Nebell
2[H]4U
- Joined
- Jul 20, 2015
- Messages
- 2,382
This article caught my attention:
https://venturebeat.com/2018/08/24/the-3-blunders-of-nvidias-rtx-2080-video-card-event/amp/
Especially this part:
https://venturebeat.com/2018/08/24/the-3-blunders-of-nvidias-rtx-2080-video-card-event/amp/
Especially this part:
But you want to know what is especially wild about all of this? RTX 20-series is barely a price increase over GTX 10-series at all. What’s really happening here is that Nvidia switched the damn names around.
A 2080 Ti at $1,000 (let alone $1,200) seems off the charts compared to a 1080 Ti at $700, right? But the 2080 Ti is really the Titan model for this new Turing architecture — the Pascal Titan XP, for example, sells for $1,200. The 2080 at $700 is the same MSRP as a 1080 Ti.

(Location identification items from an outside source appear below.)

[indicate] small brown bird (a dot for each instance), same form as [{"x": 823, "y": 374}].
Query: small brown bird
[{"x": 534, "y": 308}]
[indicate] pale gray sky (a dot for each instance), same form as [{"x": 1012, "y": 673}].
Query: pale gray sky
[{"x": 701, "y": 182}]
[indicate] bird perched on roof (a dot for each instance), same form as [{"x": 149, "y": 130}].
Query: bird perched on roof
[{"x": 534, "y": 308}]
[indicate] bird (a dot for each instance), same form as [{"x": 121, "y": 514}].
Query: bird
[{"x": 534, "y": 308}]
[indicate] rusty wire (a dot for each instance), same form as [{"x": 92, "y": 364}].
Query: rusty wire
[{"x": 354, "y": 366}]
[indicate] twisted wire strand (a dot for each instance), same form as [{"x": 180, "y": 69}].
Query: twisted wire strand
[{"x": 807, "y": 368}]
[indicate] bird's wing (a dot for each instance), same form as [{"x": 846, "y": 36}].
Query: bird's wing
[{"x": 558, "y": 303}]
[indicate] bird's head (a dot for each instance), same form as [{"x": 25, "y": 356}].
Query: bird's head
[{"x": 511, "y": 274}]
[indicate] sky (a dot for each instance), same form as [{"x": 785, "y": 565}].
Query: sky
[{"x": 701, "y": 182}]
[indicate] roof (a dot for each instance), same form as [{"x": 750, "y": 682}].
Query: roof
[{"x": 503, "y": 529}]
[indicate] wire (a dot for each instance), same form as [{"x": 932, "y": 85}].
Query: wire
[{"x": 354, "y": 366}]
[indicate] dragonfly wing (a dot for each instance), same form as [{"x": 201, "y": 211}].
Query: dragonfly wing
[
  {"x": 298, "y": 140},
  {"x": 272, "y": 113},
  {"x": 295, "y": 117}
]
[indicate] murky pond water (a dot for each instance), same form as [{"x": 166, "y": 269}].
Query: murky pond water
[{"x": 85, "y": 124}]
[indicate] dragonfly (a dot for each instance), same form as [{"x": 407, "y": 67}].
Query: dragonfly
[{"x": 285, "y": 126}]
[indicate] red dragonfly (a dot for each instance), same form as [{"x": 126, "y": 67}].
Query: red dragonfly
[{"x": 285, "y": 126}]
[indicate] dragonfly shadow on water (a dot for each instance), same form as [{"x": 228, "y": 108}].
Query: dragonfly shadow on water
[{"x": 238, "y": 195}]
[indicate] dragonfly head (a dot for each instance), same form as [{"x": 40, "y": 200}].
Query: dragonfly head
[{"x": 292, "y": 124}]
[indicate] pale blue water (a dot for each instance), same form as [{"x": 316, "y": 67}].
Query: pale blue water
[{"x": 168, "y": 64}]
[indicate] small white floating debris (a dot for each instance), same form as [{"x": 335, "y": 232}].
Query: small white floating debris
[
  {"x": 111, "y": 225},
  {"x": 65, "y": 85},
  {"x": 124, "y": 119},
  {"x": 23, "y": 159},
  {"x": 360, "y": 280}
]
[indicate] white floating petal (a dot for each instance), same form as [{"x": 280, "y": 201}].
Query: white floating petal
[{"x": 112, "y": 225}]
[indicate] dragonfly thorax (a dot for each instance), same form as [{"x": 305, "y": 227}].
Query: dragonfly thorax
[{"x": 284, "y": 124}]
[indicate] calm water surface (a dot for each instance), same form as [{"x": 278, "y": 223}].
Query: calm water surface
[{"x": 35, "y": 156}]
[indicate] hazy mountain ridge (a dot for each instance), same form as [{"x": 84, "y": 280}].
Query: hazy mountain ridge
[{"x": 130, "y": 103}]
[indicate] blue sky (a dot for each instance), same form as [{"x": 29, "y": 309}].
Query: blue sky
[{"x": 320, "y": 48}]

And a 2070 at $500 is actually a price drop from the $550 for a GTX 1080.
So instead of launching with the 2080, 2080 Ti, and Titan Turing at comparable prices to the 1080, 1080 Ti, and Titan XP, Nvidia abandoned its naming structure. I have no idea why it would do this. It could call these cards whatever it wants, so I don’t know why it would pick monikers that would invite unfavorable price comparisons.
If I had to speculate, I would guess that Nvidia doesn’t sell a lot of Titan cards. Its xx80 Ti models, however, have a reputation for giving you all the power you would ever need at a much more friendly price. Maybe Nvidia thinks that by putting the Ti name on what is essentially a Titan card, it can get more people to spring for the higher price. I have my doubts about that.
But whatever the reason, it was obviously a mistake because, again, it is giving people another reason to hesitate and take a closer look at ray tracing.